Wim Wenders et Anselme Kiefer : quel romantisme allemand ?

Le documentaire de Wim Wenders sur un des très grands artistes de notre époque Anselme Kiefer ne peut qu’inspirer la reconnaissance du fait que Wim Wenders lui-même est un très grand, qui mérite incontestablement le prix Lumière qui lui a été accordé cette semaine. En effet cet échange entre le peintre et le cinéaste nous plonge non seulement dans ce que l’œuvre d’Anselme Kiefer a de plus original, de plus cinématographique mais aussi dans l’essence même de l’œuvre considérable de Wenders. Dès le début de son parcours aux multiples chefs d’œuvres, Wenders nous a habitués à ces échanges avec d’autres univers artistiques, d’abord avec Peter Handke. Ce fut l’Angoisse du gardien de but au moment du penalty (Die Angst des Tormanns beim Elfmeter) de Peter Handke mais aussi La Lettre écarlate (Der scharlachrote Buchstabe) de Nathaniel Hawthorne, déjà entre l’Allemagne et son double aux Etats-Unis, le rêve de l’exil des antifascistes allemands en dénonciation de tous les maccarthysmes. Dès cette époque il y a un style celui de l’errance, l’ellipse, le goût de l’insolite comme introspection, sur la frontière avec la RDA avec une camera et un projecteur dès au Fil du temps (Im Lauf der Zeit), un road movie mais avec le parrainage de Goethe, entre l’Allemagne et l’Amérique. Le style est déjà là et on le retrouve en parfaite symbiose avec ce documentaire bilan qui n’explique pas, autour d’une œuvre qui elle-même pratique le décalage, le silence, l’errance jusqu’à engloutir son auteur dans le mystère fasciné d’une identité. Mais est-il encore question de la possibilité de réparer le passé comme dans les ailes du désir ? Qu’en est-il du temps de la rédemption quand la frontière a été effacée et la RDA engloutie. Ici comme aux Etats-Unis les interrogations de Nicolas Ray sont hors saison, quel sens prend alors l’éternel retour ?

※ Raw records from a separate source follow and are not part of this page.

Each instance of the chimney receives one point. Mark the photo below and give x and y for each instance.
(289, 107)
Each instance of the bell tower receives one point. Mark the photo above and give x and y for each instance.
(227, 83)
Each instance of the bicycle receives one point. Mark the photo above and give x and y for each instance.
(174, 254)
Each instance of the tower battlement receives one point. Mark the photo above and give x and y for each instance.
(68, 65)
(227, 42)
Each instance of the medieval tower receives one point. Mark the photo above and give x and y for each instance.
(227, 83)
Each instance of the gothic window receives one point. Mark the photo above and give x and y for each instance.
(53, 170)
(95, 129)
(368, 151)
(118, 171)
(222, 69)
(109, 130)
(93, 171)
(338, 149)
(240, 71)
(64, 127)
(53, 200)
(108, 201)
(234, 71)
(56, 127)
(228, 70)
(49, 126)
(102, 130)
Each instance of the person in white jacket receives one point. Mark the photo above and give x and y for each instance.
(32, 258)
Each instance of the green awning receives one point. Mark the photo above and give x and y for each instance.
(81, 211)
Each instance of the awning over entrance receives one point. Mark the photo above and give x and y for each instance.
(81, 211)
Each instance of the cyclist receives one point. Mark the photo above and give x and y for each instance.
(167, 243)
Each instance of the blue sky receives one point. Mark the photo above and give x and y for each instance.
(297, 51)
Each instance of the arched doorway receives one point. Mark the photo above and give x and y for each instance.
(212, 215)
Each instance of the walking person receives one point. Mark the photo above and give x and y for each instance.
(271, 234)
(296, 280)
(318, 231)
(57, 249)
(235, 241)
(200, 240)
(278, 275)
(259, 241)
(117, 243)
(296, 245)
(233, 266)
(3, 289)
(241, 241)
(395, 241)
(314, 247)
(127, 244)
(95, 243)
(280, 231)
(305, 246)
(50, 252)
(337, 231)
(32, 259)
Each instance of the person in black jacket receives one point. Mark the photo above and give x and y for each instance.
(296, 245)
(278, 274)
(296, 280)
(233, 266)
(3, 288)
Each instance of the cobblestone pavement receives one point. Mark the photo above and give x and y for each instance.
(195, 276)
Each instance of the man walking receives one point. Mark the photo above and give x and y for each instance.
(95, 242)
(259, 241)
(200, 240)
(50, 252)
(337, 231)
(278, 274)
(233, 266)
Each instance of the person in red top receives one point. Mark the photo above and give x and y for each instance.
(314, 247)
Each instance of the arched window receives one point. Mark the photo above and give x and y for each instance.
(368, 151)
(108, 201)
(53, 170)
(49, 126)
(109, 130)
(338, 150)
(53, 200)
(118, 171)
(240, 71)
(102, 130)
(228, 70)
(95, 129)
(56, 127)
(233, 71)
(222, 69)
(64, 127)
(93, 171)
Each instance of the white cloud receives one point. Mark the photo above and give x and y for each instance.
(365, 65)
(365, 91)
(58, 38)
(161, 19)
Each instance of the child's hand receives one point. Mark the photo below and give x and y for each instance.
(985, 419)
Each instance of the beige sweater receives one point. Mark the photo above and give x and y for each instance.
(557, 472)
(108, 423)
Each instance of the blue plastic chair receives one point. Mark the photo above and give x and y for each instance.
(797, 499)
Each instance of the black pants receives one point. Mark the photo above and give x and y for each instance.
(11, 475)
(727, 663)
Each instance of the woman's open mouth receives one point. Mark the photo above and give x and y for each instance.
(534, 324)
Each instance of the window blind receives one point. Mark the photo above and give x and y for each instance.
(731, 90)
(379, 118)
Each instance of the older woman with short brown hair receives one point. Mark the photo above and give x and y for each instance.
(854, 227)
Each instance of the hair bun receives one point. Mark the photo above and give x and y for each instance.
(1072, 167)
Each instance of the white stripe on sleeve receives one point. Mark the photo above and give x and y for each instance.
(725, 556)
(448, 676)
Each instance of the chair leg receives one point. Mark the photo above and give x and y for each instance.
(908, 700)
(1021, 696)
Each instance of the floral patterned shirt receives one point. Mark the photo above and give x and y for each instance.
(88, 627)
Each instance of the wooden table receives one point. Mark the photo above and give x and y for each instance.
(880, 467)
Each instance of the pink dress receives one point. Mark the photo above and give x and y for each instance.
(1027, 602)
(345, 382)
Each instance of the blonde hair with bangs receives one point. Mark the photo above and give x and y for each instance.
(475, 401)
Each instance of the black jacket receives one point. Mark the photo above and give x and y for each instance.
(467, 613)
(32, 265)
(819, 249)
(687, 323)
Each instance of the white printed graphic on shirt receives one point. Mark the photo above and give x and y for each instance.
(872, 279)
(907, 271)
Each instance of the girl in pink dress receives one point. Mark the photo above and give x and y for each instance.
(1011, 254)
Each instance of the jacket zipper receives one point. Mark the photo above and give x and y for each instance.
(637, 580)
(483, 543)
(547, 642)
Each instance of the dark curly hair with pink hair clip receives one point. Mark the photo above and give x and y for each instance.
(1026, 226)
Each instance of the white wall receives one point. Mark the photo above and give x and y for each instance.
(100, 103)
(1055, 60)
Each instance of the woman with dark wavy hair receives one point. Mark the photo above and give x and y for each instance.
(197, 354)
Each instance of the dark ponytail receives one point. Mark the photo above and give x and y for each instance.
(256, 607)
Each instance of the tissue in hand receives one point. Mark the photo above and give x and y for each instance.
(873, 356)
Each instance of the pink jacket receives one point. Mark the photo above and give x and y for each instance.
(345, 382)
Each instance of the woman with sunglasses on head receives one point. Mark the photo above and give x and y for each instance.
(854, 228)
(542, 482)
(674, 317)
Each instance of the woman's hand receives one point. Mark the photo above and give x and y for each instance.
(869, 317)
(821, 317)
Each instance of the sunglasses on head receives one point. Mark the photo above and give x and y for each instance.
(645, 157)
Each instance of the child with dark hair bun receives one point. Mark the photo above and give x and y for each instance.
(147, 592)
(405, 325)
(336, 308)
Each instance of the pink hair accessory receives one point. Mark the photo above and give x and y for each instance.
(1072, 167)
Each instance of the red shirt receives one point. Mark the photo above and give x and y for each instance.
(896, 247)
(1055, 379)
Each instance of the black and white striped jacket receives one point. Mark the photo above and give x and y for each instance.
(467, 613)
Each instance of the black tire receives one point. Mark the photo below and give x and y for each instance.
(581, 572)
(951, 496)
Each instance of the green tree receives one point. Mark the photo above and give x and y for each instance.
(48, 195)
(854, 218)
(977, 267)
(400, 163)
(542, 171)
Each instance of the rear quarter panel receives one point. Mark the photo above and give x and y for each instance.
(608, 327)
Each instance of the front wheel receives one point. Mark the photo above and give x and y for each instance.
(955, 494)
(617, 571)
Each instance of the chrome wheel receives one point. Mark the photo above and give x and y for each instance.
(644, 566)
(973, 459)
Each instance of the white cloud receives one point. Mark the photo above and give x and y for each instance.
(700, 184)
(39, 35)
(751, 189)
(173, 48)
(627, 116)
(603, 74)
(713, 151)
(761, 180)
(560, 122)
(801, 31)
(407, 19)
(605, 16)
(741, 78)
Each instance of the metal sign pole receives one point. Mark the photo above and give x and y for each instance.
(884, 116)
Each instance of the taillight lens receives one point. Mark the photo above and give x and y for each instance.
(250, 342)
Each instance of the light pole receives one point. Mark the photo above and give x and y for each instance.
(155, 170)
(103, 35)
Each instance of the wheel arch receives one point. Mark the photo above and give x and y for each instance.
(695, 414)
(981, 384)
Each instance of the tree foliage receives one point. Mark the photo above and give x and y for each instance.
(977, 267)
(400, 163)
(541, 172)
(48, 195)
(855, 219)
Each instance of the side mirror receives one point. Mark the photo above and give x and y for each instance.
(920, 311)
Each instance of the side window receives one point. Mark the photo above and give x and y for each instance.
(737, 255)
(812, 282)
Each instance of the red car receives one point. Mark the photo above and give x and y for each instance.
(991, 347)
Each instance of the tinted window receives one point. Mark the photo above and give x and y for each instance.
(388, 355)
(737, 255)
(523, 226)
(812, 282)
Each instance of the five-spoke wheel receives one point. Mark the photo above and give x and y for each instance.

Parce que si le seul jugement que nous inspire l’art est d’ordre esthétique, il est évident que pour Wim Wenders comme pour nous ce sera un échec, une impasse. Est-ce un hasard si ce sentiment d’impasse revient en force derrière le primat de l’esthétique, puisqu’il est question du romantisme allemand ? Comme Lukács, devant ce documentaire il nous est difficile de concevoir l’hétérogénéité politique du romantisme et de ne pas être submergé par le côté du romantisme réactionnaire, qui rêve d’un impossible retour au passé, même si Wim Wenders en le faisant prétend peut-être encore à un romantisme révolutionnaire, qui aspire à un détour par le passé, en direction d’un avenir utopique. Est-ce qu’il est encore question d’utopie salvatrice quand le passé est ouvertement celui de l’enfance nazie ?

Wenders avait déjà réalisé en 3D sur Pina Baush en 2011, à propos de la réalisation en 3 D nous publions ici l’interview de Wim Wenders au Figaro dans lequel il explique l’apport de cette technique. Ce qu’il avait réussi avec le jeu physique des danseurs ici concerne le monumental et l’architecture avec la mince silhouette puissante d’Anselme Kiefer qui “tient” à lui seul – ou parait le tenir seul – son site d’atelier de 40 hectares. Il s’agit de la Ribaute à Barjac, près de Nîmes dans le sud de la France, avec tous ses immenses espaces d’exposition et ses jardins de sculptures.

Disons que les lieux et singulièrement cet atelier œuvre nous apparaît comme la ville-État dont le prince est un enfant.

Pourquoi introduire cette enfance parce que c’est celle du nazisme, et à cause de cette présence, le ‘romantisme” allemand peu à peu nous entraine dans son inquiétante étrangeté. Le travail au lance flamme, ses statues mannequins, manuscrits dans un royaume et un parcours de démiurge à vélo, fascinent alors à la manière de la toute puissance de l’enfance, celle des contes de Grimm.

Cet enfant là est sage, trop sage, son regard n’en finira pas de fixer le passé, ses références aux mythes germaniques ne sont pas toutes de celles qui refusent l’oubli en fait c’est même le contraire.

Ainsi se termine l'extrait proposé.